The old lady stared back.

“Do you want me to wheel you inside?” Reese asked, blowing warm air into her hands.

“Yes.” The woman huddled into herself with a grumble. “The walkway was icy or I’d have been in there early enough to get the damn crumb cake.”

Reese circled around to the back of the walker and pushed it toward the lobby entrance, weariness settling into her shoulders. It was settling in faster and faster these days. Back in high school, it would take her hours to come down after a performance with her competitive dance team. Or after opening night of a high school musical. It hadn’t mattered where she performed or in front of whom—a real or imagined audience—only that she was performing.

Lately the glow started to fade almost immediately.

At twenty-one, her dreams of performing on Broadway were fading, too.

The people of Cedarburg, Wisconsin had spoken.

And they’d chosen Entenmann’s over Reese Stratton.

Even if she managed to scrape together enough money for a bus ticket to New York City for another audition, what made her think casting coordinators would feel any differently?

Reese used her hip to prop open the lobby door so she could push her unwilling audience of one inside, the warmth of the lobby sweeping around her ankles and thawing out her legs. She wheeled the woman to the coffee bar, which was teeming with more locals than the town pub at happy hour, and swept the showroom for the owner.
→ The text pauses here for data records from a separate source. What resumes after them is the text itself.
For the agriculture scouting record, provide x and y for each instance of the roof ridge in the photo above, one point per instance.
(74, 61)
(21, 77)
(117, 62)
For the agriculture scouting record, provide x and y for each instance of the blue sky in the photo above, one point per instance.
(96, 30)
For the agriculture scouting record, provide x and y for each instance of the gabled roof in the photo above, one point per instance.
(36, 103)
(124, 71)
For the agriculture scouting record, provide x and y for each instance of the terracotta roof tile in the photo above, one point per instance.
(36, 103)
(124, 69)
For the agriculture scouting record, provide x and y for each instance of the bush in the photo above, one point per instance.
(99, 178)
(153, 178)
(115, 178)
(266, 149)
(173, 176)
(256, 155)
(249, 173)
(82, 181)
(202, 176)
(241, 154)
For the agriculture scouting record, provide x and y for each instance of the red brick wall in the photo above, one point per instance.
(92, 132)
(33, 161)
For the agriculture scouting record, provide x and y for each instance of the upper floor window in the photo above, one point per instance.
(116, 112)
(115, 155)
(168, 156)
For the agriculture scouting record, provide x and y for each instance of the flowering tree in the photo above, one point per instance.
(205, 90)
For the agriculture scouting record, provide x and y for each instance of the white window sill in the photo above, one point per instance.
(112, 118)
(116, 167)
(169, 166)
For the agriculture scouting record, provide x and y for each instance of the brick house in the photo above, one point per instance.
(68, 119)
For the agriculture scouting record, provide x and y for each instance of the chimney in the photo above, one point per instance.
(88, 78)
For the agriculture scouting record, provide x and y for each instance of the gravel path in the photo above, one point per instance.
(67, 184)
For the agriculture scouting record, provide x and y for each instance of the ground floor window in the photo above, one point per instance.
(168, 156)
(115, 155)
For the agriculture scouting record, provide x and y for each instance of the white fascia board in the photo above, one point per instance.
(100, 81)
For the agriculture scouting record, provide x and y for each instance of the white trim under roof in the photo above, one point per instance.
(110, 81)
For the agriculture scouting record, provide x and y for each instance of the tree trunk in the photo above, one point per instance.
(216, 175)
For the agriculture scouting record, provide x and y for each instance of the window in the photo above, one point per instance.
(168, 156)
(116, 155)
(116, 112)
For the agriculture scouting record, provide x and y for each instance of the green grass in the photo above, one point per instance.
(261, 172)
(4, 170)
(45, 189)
“Mister Mulcahey.” Reese plastered on her best smile, praying none of her lipstick had transferred to her teeth during the performance. “I’m all finished.”

Without looking up from his clipboard, he nodded.

Reese shifted in her oxfords. “About my payment…”

“See Cheryl at the front desk.”

“Will do! Thank you.”

Briskly, she turned on a heel, but the owner of the dealership stopped her progress. “Oh, uh, Miss Stratton.” He scratched behind his ear. “We don’t need you tomorrow.”

“Why? Tomorrow is Saturday. Is the sale ending early?”

He hurried to look back down at his clipboard. “No.”

“Oh.” She swallowed a handful of tacks. “Gotcha.”

Minutes later, Reese clutched the envelope containing a twenty-dollar bill to her chest and tried not to slip on the ice on the way to the station wagon she’d borrowed from her mother for the gig this morning. A bumper sticker affixed to the rear window read Dance Mom Taxi. To the right, there was another one that said Sorry, We’re Late for Dance. Directly above that one was Dance, Sleep, Repeat. All three of them were faded.

Reese threw herself into the driver’s side and started the engine. The radio came on full blast and she smacked it off, dropping her forehead to the steering wheel, watching her misty breath curl in front of the speedometers.

“If you stumble,” she whispered, squeezing her eyes closed, “make it part of the dance.”

On the drive home, she passed beneath a sign on Main Street heralding the 2021 Regional Dance Champions and their coach, Lorna Stratton.

Over the course of a decade, Reese’s mother, once a celebrated dancer in her own right, had led Cedarburg’s dance teams to regional victories—and even one state title. She was nothing short of a local legend. And although it riddled Reese with guilt to admit it, even silently to herself, Lorna was the last person she wanted to face right now, fresh from her mortification and holding twenty bucks. Walking proof that their dream for her hadn’t come to fruition.